There was little more to wait for, now Coralie had gone; yet I lingered still, on the chance of her appearing again. Next moment the clown tripped up and fell flat, with magnificent artifice, and at once fresh emotions began to stir. Love had endured its little hour, and stern ambition now asserted itself. Oh, to be a splendid fellow like this, self-contained, ready of speech, agile beyond conception, braving the forces of society, his hand against everyone, yet always getting the best of it! What freshness of humour, what courtesy to dames, what triumphant ability to discomfit rivals, frock-coated and moustached though they might be! And what a grand, self-confident straddle of the legs! Who could desire a finer career than to go through life thus gorgeously equipped! Success was his key-note, adroitness his panoply, and the mellow music of laughter his instant reward. Even Coralie's image wavered and receded. I would come back to her in the evening, of course; but I would be a clown all the working hours of the day.

The short interval was ended: the band, with long-drawn chords, sounded a prelude touched with significance; and the programme, in letters overtopping their fellows, proclaimed Zephyrine, the Bride of the Desert, in her unequalled bareback equestrian interlude. So sated was I already with beauty and with wit, that I hardly dared hope for a fresh emotion. Yet her title was tinged with romance, and Coralie's display had aroused in me an interest in her sex which even herself had failed to satisfy entirely.

Brayed in by trumpets, Zephyrine swung passionately into the arena. With a bound she stood erect, one foot upon each of her supple, plunging Arabs; and at once I knew that my fate was sealed, my chapter closed, and the Bride of the Desert was the one bride for me. Black was her raiment, great silver stars shone through it, caught in the dusky twilight of her gauze; black as her own hair were the two mighty steeds she bestrode. In a tempest they thundered by, in a whirlwind, a scirocco of tan; her cheeks bore the kiss of an Eastern sun, and the sand-storms of her native desert were her satellites. What was Coralie, with her pink silk, her golden hair and slender limbs, beside this magnificent, full-figured Cleopatra? In a twinkling we were scouring the desert - she and I and the two coal-black horses. Side by-side, keeping pace in our swinging gallop, we distanced the ostrich, we outstrode the zebra; and, as we went, it seemed the wilderness blossomed like the rose.

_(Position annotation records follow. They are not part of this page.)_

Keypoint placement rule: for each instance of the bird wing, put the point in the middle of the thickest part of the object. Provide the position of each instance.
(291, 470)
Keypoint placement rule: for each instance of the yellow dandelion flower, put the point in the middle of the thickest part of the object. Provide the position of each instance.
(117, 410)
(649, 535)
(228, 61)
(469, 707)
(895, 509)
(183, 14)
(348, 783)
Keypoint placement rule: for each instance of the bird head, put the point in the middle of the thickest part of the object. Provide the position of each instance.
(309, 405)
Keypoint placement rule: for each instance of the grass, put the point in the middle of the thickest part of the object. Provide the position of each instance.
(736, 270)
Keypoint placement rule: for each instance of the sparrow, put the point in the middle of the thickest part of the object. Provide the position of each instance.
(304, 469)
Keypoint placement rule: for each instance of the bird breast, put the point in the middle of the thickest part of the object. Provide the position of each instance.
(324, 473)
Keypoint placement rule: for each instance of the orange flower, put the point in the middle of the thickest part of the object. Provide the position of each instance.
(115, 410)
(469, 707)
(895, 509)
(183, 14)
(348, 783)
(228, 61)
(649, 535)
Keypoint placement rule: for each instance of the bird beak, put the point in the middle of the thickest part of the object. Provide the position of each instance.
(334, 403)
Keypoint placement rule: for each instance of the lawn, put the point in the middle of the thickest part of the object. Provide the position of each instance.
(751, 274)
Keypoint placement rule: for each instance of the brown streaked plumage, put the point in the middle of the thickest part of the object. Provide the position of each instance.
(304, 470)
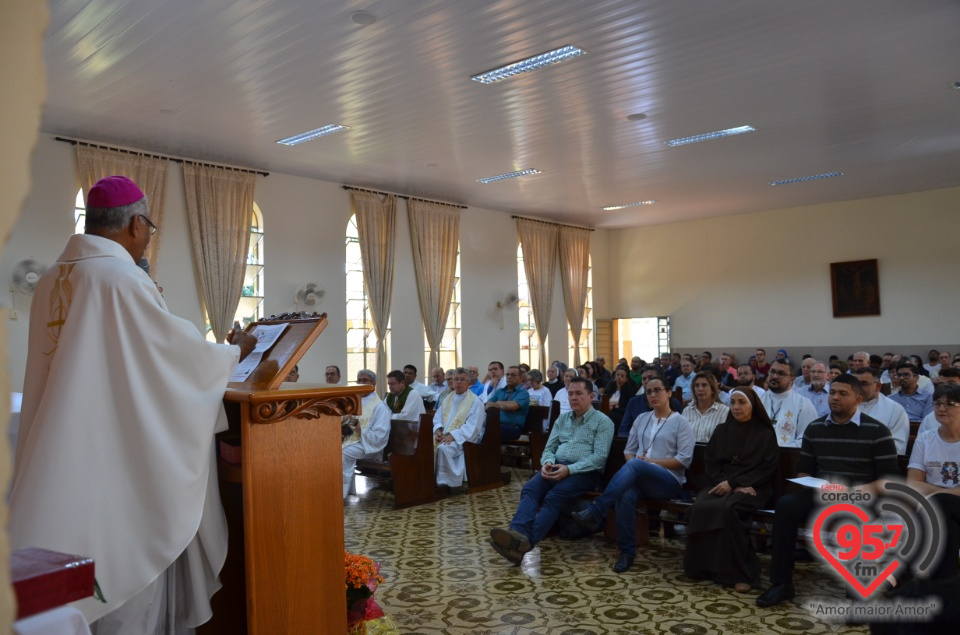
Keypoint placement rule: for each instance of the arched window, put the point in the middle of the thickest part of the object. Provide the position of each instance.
(361, 336)
(586, 332)
(450, 344)
(529, 342)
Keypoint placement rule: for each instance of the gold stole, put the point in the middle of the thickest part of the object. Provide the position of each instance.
(460, 416)
(364, 420)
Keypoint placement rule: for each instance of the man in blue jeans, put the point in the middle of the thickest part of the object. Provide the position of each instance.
(572, 462)
(659, 449)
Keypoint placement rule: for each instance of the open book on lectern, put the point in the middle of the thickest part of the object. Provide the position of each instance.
(280, 346)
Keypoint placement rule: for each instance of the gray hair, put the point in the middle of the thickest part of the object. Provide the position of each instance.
(108, 220)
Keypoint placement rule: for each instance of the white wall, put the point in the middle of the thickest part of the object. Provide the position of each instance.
(764, 279)
(304, 223)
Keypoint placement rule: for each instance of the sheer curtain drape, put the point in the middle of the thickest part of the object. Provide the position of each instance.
(220, 211)
(376, 228)
(148, 172)
(574, 272)
(538, 240)
(434, 236)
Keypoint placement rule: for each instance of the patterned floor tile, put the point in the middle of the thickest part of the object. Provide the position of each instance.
(443, 578)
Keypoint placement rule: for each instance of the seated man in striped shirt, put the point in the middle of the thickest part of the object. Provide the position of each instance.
(845, 446)
(573, 463)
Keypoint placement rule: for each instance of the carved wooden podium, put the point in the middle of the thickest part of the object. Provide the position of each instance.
(284, 572)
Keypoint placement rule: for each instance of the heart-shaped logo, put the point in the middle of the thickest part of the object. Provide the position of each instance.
(852, 537)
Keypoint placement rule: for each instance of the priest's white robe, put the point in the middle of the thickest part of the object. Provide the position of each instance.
(374, 434)
(451, 468)
(121, 401)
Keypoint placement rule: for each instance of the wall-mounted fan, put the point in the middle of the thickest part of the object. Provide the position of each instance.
(25, 275)
(309, 295)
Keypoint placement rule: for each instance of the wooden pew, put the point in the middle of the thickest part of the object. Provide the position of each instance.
(482, 459)
(408, 462)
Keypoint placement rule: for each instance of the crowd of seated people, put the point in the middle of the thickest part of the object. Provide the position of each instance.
(742, 412)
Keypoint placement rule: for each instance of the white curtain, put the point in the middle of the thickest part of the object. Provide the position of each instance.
(538, 241)
(150, 173)
(376, 228)
(220, 211)
(574, 272)
(434, 235)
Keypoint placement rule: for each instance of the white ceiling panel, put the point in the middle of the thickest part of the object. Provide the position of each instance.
(828, 85)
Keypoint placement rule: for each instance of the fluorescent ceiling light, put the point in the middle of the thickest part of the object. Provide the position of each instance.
(801, 179)
(537, 61)
(313, 134)
(613, 207)
(508, 175)
(709, 135)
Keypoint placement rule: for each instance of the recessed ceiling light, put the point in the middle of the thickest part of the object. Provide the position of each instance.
(313, 134)
(709, 135)
(801, 179)
(508, 175)
(537, 61)
(610, 208)
(364, 18)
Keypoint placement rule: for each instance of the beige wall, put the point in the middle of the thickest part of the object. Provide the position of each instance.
(23, 77)
(764, 279)
(304, 220)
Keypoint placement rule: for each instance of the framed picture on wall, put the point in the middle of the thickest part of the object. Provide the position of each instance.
(856, 288)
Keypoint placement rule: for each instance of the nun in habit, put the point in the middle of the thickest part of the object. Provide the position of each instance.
(742, 461)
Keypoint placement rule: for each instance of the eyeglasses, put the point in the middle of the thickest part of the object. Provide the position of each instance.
(153, 228)
(946, 404)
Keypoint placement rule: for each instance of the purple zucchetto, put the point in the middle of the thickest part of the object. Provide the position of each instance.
(113, 191)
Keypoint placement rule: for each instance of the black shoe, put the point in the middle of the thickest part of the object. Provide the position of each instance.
(777, 594)
(624, 562)
(588, 520)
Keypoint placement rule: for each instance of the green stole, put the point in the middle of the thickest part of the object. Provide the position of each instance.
(397, 402)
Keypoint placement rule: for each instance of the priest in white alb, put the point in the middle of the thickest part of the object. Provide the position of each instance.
(121, 401)
(459, 419)
(371, 431)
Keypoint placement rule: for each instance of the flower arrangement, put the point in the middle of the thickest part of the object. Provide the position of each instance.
(362, 578)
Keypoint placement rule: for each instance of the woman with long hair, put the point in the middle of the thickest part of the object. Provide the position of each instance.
(742, 461)
(705, 412)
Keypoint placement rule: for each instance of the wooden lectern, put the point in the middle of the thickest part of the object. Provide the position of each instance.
(284, 572)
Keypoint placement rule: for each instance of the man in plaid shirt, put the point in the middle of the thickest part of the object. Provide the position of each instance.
(572, 462)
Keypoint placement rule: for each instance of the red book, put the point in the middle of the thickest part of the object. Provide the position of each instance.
(44, 579)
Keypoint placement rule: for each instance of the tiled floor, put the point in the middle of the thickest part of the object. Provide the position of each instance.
(443, 577)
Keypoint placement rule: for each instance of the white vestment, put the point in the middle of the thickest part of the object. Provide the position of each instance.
(462, 416)
(791, 413)
(891, 414)
(121, 401)
(373, 437)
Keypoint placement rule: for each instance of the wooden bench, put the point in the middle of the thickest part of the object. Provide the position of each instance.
(696, 480)
(534, 437)
(482, 459)
(408, 462)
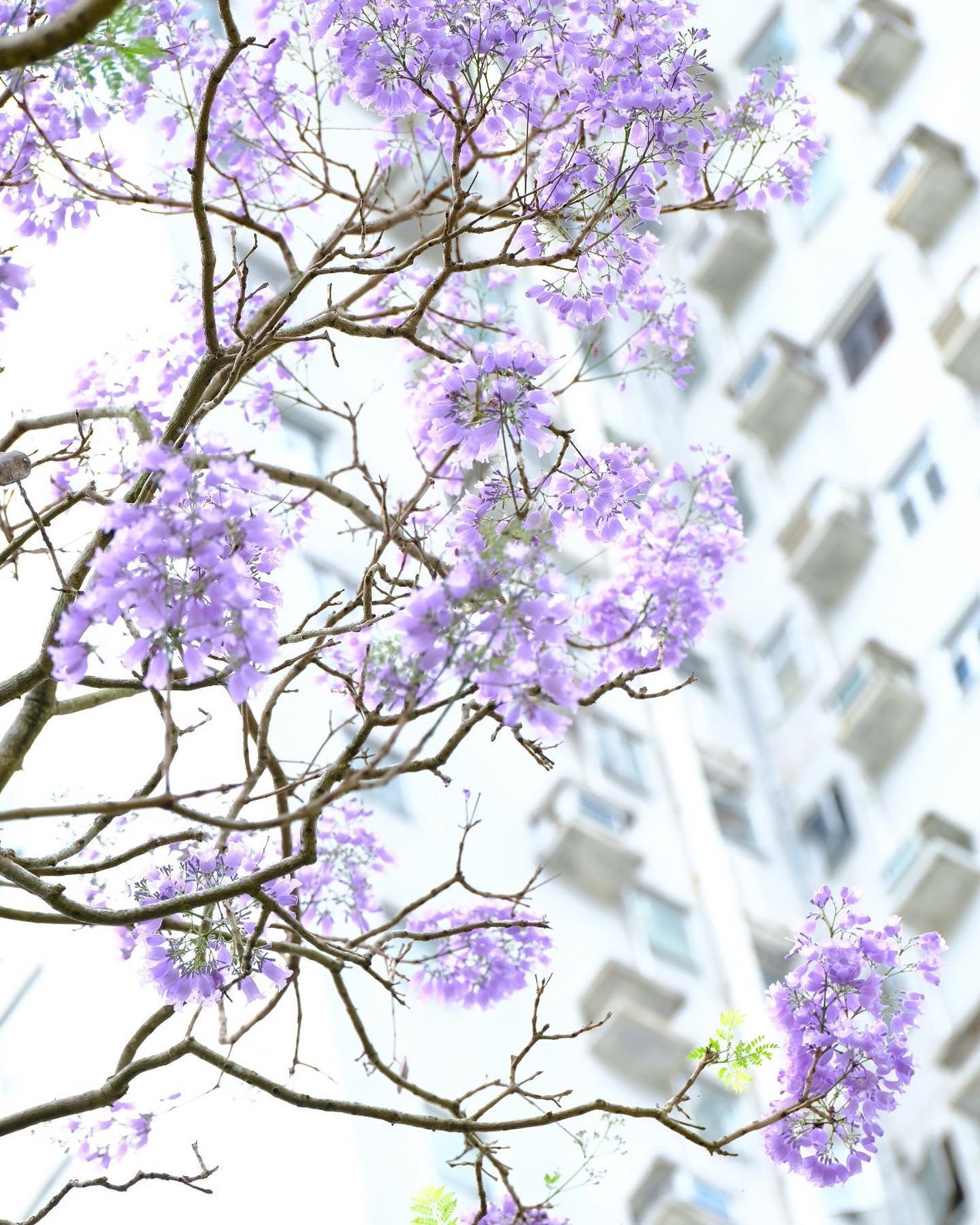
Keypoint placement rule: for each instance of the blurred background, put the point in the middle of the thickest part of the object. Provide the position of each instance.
(831, 735)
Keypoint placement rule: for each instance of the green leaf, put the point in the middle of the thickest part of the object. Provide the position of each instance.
(733, 1058)
(434, 1206)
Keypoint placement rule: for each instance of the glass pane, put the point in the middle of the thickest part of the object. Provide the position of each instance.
(909, 516)
(866, 333)
(667, 929)
(774, 43)
(603, 814)
(934, 483)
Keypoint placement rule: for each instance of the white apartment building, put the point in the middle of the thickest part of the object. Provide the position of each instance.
(830, 736)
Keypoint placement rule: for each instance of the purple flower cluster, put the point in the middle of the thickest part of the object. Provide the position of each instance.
(478, 967)
(488, 402)
(502, 619)
(14, 281)
(505, 1213)
(188, 574)
(847, 1029)
(666, 578)
(200, 964)
(766, 113)
(108, 1137)
(337, 888)
(602, 494)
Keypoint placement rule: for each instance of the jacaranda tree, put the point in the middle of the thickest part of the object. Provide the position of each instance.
(511, 162)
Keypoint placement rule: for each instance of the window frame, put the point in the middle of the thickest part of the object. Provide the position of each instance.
(832, 811)
(966, 634)
(627, 745)
(641, 898)
(918, 484)
(857, 359)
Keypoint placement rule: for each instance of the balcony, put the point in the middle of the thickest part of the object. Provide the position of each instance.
(582, 842)
(928, 183)
(725, 252)
(617, 985)
(776, 390)
(880, 706)
(934, 875)
(957, 332)
(673, 1196)
(877, 47)
(637, 1041)
(828, 540)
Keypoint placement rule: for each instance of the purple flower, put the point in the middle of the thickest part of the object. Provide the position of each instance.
(478, 967)
(847, 1032)
(189, 572)
(208, 961)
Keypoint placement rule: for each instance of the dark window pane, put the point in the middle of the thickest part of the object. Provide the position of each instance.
(739, 489)
(935, 483)
(864, 336)
(909, 516)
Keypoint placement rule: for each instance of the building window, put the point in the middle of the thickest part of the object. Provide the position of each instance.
(730, 806)
(606, 815)
(621, 755)
(304, 441)
(825, 189)
(698, 664)
(918, 487)
(664, 925)
(773, 962)
(783, 661)
(773, 43)
(864, 335)
(828, 826)
(964, 649)
(941, 1183)
(728, 785)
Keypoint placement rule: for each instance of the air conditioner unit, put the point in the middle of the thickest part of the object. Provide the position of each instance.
(928, 183)
(581, 842)
(877, 47)
(828, 540)
(670, 1194)
(879, 704)
(957, 331)
(637, 1041)
(725, 252)
(776, 390)
(934, 875)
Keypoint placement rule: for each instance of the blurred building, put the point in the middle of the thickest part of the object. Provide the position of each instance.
(831, 733)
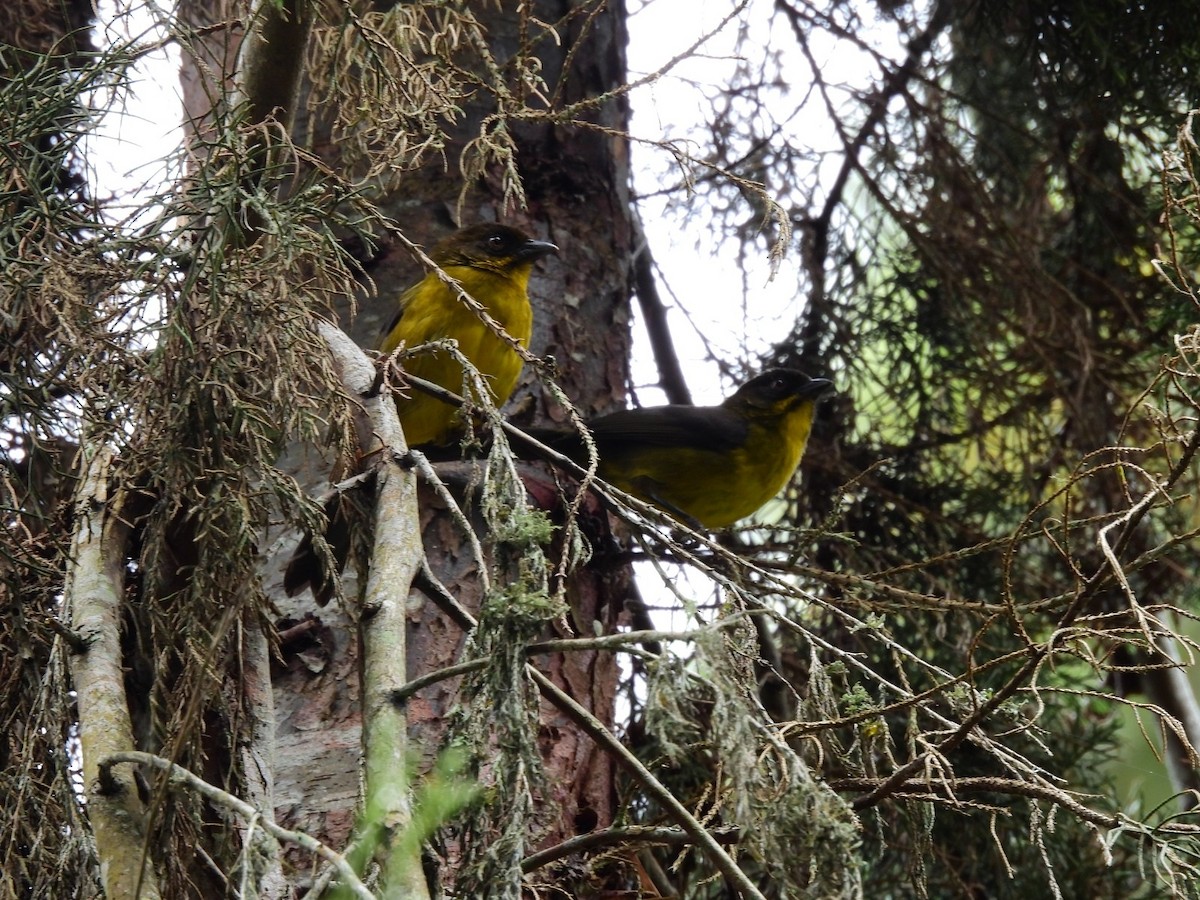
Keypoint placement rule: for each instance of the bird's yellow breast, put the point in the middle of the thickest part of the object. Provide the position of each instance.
(432, 311)
(717, 487)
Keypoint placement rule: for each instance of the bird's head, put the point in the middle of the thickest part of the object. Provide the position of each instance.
(778, 391)
(496, 247)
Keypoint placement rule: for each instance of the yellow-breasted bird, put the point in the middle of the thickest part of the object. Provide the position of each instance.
(707, 465)
(492, 263)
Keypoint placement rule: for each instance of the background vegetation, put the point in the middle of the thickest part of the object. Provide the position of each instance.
(906, 678)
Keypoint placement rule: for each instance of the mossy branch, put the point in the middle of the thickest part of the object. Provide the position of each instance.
(94, 599)
(396, 558)
(261, 819)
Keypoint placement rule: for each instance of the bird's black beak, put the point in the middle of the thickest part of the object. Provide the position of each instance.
(817, 388)
(535, 250)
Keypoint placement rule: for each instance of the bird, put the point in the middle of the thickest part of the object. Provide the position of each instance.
(707, 466)
(492, 263)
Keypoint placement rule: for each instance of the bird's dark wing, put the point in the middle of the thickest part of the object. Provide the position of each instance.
(714, 429)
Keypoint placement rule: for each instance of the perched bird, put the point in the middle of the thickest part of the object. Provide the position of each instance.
(492, 263)
(708, 466)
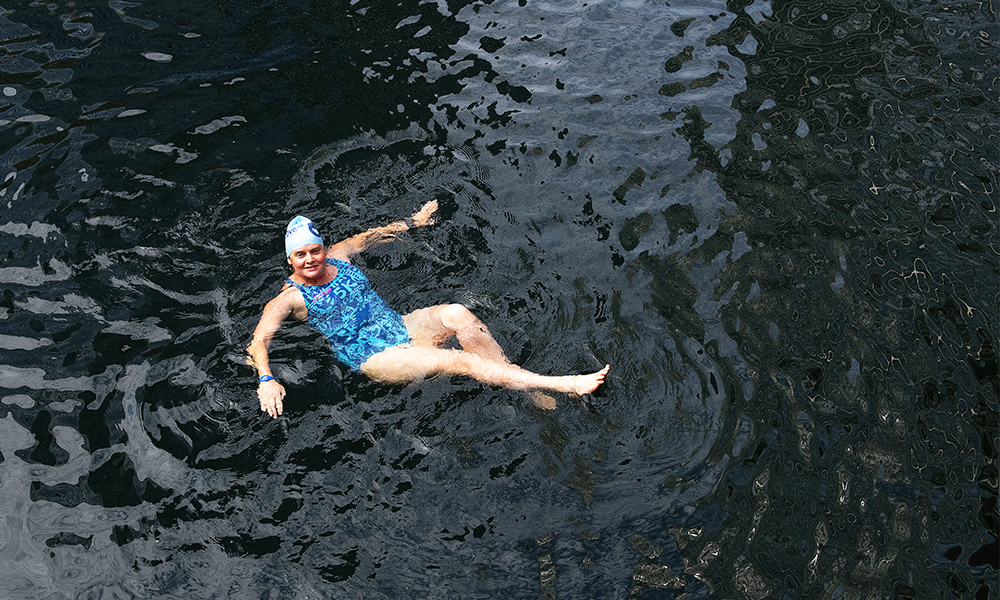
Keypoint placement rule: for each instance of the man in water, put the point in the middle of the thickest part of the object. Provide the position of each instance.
(337, 300)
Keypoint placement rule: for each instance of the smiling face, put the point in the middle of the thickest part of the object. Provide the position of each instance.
(308, 262)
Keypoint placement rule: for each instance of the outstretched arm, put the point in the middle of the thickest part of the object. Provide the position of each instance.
(353, 245)
(270, 392)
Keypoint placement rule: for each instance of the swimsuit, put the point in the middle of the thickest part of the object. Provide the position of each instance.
(353, 318)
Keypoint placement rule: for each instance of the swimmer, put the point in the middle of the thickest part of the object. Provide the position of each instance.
(368, 336)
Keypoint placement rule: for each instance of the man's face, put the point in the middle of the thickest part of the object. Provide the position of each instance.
(309, 261)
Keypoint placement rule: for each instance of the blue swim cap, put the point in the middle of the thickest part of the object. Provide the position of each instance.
(300, 232)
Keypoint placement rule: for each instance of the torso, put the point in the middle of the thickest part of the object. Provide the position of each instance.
(348, 312)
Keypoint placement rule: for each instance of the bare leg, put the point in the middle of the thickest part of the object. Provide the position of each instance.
(404, 364)
(436, 325)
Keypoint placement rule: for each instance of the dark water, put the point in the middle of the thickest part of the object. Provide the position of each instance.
(776, 221)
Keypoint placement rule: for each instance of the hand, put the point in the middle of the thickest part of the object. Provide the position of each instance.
(425, 215)
(271, 393)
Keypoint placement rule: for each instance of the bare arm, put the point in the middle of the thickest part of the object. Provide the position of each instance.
(353, 245)
(270, 392)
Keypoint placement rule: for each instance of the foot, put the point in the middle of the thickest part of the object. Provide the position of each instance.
(585, 384)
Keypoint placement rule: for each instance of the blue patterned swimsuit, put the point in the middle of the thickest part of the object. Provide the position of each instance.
(353, 318)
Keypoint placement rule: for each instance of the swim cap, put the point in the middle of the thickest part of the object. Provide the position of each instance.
(300, 232)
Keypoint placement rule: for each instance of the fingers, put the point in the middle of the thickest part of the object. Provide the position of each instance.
(271, 401)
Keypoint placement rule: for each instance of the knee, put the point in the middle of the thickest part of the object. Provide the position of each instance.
(456, 317)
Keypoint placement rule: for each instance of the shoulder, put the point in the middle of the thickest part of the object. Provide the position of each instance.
(288, 300)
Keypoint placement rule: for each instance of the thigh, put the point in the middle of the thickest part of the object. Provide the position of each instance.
(426, 327)
(409, 363)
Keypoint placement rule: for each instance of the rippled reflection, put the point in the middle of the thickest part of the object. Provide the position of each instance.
(774, 219)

I know not rightly how we got home that evening. On the road there were everywhere strange presences, and the thud of phantom hoofs encircled us. In my nose was the pungent circus-smell; the crack of the whip and the frank laugh of the clown were in my ears. The funny man thoughtfully abstained from conversation, and left our illusion quite alone, sparing us all jarring criticism and analysis; and he gave me no chance, when he deposited us at our gate, to get rid of the clumsy expressions of gratitude I had been laboriously framing. For the rest of the evening, distraught and silent, I only heard the march-music of the band, playing on in some corner of my brain. When at last my head touched the pillow, in a trice I was with Zephyrine, riding the boundless Sahara, cheek to cheek, the world well lost; while at times, through the sand-clouds that encircled us, glimmered the eyes of Coralie, touched, one fancied, with something of a tender reproach.